Josh Gilbert, an eToro market analyst, supports Khullar’s perspective, suggesting that the expected Federal Reserve rate cuts could benefit crypto assets. “Crypto assets have sold off, but many investors will see an opportunity. We see Federal Reserve rate cuts, which are now likely to come sharper than expected, as hugely positive for crypto assets,” Gilbert told Coindesk.

Despite the recent volatility, crypto continues to make strides toward mainstream acceptance. Notably, Morgan Stanley will allow its advisors to offer Bitcoin ETFs starting Wednesday.

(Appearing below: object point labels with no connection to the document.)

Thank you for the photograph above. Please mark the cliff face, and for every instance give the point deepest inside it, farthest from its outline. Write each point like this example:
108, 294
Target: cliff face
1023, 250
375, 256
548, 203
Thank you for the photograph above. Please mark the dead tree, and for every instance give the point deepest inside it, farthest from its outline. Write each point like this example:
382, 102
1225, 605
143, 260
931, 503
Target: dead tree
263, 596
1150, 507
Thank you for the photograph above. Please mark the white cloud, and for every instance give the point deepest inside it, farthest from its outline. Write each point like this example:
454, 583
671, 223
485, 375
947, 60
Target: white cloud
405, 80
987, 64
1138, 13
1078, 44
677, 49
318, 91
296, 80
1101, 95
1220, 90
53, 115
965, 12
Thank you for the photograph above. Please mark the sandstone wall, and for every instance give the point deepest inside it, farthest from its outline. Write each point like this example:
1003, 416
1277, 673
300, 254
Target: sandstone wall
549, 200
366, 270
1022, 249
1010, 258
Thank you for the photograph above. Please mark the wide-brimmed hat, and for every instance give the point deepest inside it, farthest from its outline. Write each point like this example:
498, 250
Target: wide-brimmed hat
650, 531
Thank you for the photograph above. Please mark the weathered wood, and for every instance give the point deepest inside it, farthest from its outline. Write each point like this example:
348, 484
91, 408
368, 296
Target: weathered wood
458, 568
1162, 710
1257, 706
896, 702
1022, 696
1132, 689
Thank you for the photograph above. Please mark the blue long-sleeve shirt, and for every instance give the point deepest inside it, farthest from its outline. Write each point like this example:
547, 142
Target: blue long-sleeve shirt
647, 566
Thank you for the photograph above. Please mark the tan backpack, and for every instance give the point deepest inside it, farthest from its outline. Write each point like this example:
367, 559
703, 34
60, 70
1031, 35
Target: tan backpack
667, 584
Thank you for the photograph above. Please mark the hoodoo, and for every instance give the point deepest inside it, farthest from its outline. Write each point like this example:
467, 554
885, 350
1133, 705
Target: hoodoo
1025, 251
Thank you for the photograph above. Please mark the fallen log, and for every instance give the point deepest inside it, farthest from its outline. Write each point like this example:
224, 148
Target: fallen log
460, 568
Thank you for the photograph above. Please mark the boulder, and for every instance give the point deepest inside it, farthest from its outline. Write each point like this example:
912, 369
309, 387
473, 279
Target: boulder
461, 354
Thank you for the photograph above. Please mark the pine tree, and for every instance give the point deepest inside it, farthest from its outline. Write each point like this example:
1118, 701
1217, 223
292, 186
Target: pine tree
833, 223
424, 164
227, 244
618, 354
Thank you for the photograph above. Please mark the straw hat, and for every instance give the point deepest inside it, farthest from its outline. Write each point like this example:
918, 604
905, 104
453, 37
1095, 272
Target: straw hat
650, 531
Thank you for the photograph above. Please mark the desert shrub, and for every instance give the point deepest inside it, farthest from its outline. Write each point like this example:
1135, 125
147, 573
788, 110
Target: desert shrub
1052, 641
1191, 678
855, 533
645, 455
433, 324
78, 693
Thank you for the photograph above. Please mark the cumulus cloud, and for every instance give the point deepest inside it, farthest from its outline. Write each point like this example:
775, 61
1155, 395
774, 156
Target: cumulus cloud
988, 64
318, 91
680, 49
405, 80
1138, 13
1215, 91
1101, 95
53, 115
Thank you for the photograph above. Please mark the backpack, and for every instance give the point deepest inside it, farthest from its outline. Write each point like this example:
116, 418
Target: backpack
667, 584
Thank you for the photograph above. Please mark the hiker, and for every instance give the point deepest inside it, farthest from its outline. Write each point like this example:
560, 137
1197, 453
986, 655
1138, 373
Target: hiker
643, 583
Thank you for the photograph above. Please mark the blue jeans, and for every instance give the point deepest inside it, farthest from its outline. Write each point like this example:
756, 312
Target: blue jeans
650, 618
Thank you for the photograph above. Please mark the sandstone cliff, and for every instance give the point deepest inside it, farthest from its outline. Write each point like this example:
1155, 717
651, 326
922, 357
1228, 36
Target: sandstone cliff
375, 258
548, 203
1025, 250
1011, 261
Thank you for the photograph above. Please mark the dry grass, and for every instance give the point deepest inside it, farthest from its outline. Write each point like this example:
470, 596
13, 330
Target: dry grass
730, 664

This follows more than half a year after the introduction of the first Bitcoin ETF. The investment bank will enable over 15,000 of its financial advisors to sell BlackRock’s IBIT and Fidelity’s FBTC. This move is seen as a significant step toward the “mainstreamization” of crypto, given the lengthy regulatory and company processes in major investment banks.

The recent crypto market downturn highlights its volatility and the broader economic concerns affecting all risk assets. While some analysts see the current situation as a temporary sell-off and a buying opportunity, others caution against the speculative nature of crypto. As the market evolves, its role as a mainstream alternative asset continues to grow, marked by increasing institutional acceptance and new investment opportunities.